Também peguei o Flores, que logo depois se aposentou, foi para Furnas e em pouco tempo escreveu um artigo contra seu superior hierárquico maior, o ministro de Minas e Energia, Aureliano Chaves, porque falara mal dos imigrantes. Claro que a aposentadoria é que ficou valendo...
Para informação de quem não o conheceu, se chamava Aloísio, ou Aluísio, ou Aluízio, ou Aloízio, ou uma dessas quatro sem acento. Coisas de um país que chama Filipe (Philippe) de Felipe, Manuel de Manoel, Alger (Algéria) de Argélia, Cameroon de Camarões (shrimp) e outras ignorâncias cometidas até por quem tem doutorado e que vão se perpetuando.
Zé, Bá, o e-mail é soniabbarros@gmail.com. Deem notícias.
O Flores, se não me engano, era AlOisio (com O e sem acento) e o Gildávio era mesmo "Praga de mãe", troquei as bolas pq não me lembro do Ronaldo Reis. Tinha tb a Olga Curado na coordenação e por uns tempos o Sergio Fleury.
Qdo sai para o JB, o Franklin - que era frila de de pescoço e fins de semana - teria ficado no meu lugar, mas o ECA vetou. Daí levei ele pro JB do Marcelo Pontes como editor. O Marechal pouco depois se juntou a nós.
Belíssima história, Dinda, quer dizer, Elegancinha!
Gostei de ver! Fiquei uns dias por fora dos blogues, o bicho aqui tá pegando!
Muito bom ler isso, eu sou filho do Albertino da Paz Ferreira e meu pai não me fala muito sobre a vida acadêmica dele. Mó barato!
Caramba! Vendo hoje a TV falando do Complexo do Alemão e de Brás de Pina, lembrei de ter comido umas empadas e tomado umas cervejas com o Albertino num boteco recém-inaugurado nesta mesma avenida.
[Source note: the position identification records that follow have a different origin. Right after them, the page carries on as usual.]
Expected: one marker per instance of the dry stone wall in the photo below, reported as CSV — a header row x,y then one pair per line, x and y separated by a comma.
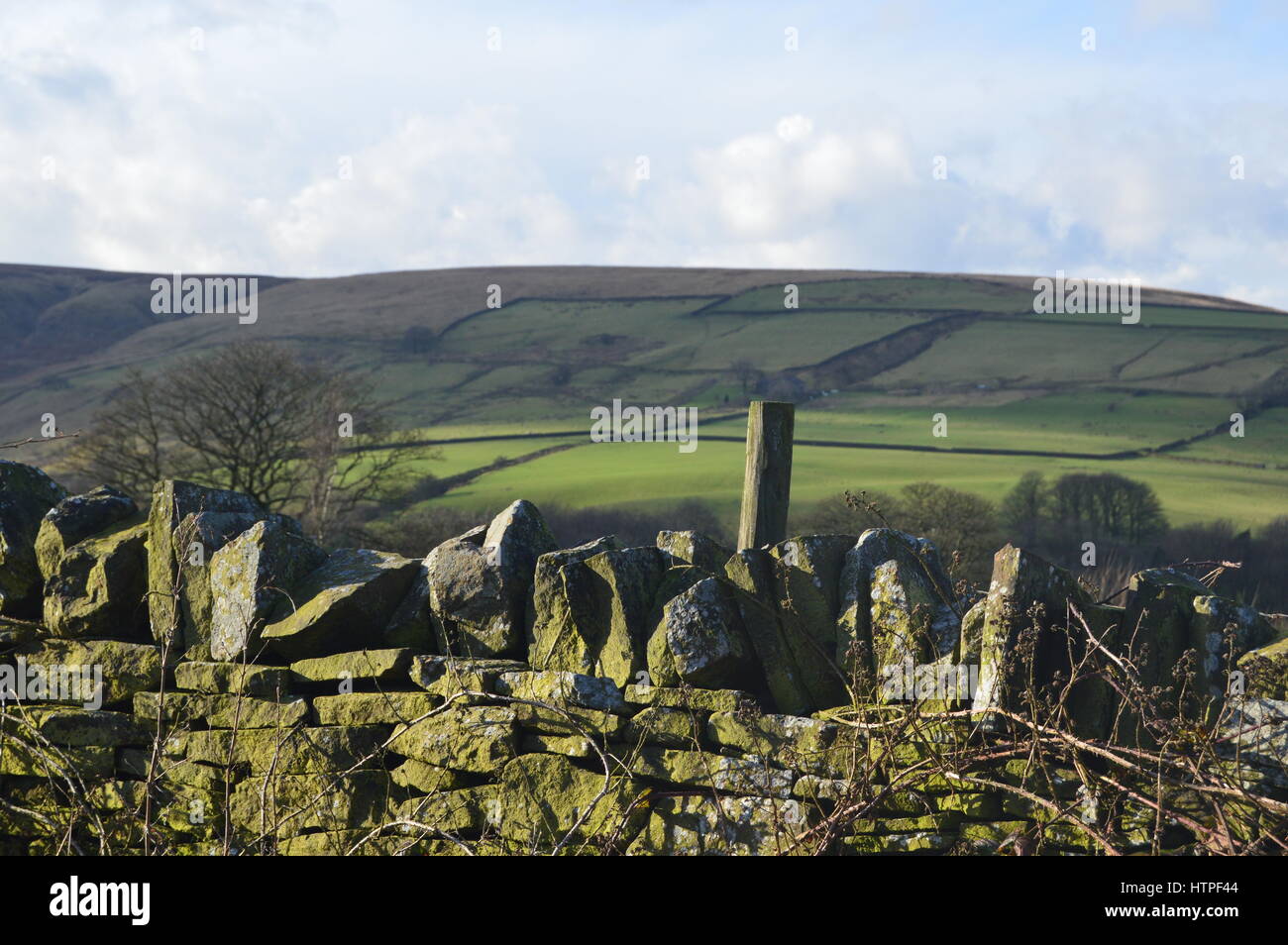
x,y
201,678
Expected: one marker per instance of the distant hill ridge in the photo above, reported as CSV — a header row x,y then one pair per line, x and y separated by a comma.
x,y
67,332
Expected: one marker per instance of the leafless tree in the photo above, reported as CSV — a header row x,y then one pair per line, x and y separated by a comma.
x,y
253,417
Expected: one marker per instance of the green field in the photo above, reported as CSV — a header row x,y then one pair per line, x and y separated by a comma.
x,y
657,475
867,361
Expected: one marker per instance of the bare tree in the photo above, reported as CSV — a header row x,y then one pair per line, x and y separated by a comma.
x,y
252,417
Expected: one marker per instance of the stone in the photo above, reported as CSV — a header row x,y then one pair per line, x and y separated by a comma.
x,y
451,811
786,683
1025,588
480,592
809,577
292,751
897,604
751,776
1256,733
1222,631
451,678
250,577
567,721
98,587
669,727
416,776
720,827
800,673
374,708
791,740
220,711
563,687
601,626
411,623
77,727
112,670
921,842
464,738
973,634
700,641
26,496
806,580
287,804
25,760
1266,671
548,601
568,746
361,666
548,801
342,605
77,518
696,549
183,514
690,698
269,682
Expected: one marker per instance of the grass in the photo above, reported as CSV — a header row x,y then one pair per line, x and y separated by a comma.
x,y
657,475
1009,380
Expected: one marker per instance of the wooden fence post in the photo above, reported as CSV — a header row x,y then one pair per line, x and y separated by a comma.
x,y
768,480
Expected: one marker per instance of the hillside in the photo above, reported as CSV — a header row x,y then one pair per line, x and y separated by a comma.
x,y
870,358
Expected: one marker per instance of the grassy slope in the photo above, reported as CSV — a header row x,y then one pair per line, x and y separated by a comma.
x,y
574,338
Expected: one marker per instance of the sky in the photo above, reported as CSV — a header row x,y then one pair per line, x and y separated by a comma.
x,y
1137,138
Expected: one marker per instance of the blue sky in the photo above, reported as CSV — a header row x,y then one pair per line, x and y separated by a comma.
x,y
339,137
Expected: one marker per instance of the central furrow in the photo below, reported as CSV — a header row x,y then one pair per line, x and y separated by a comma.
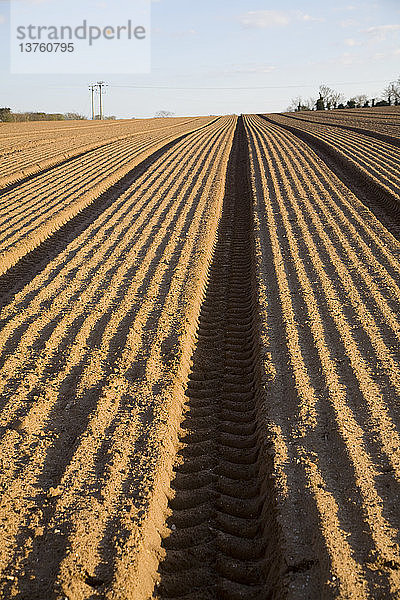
x,y
223,539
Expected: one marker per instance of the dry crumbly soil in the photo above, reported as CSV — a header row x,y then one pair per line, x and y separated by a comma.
x,y
199,358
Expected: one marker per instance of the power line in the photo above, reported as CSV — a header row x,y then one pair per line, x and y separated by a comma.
x,y
264,87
Mande um abraço pro teu pai, que é um figuraço. Meu email é josesergiorocha@gmail.com. Fala pro cara me ligar. Aliás, ele é citado em outros dois textos do blog, um sobre turfe e outro com o título de Mamãe Dolores.
Ou melhor, me manda um email com o telefone dele, que eu ligo. Não dou meu telefone aqui por razões óbvias.
Zéeeé,agora entrei em crise de identidade: o Rath também me chamava de Elegancinha. Será que era porque eu era a sua reportinha? Foi graças a ele que entrei para o Globo, depois do estágio, ele era deliciosamente louco. E aquelas figuras que gostavam fazer cara de mau e ficavam dentro do aquárioW Lembro que o Evandro, para aprovar a minha colega de turma para o est´gio, a Maristela do Jornal de Bairros, mandou que ela cantasse, não a ele, mas uma música qualquer. Ela cantou e entrou. Eu acho que ali eu sairia, eu ia perguntar mas cantar quem, cara pálida?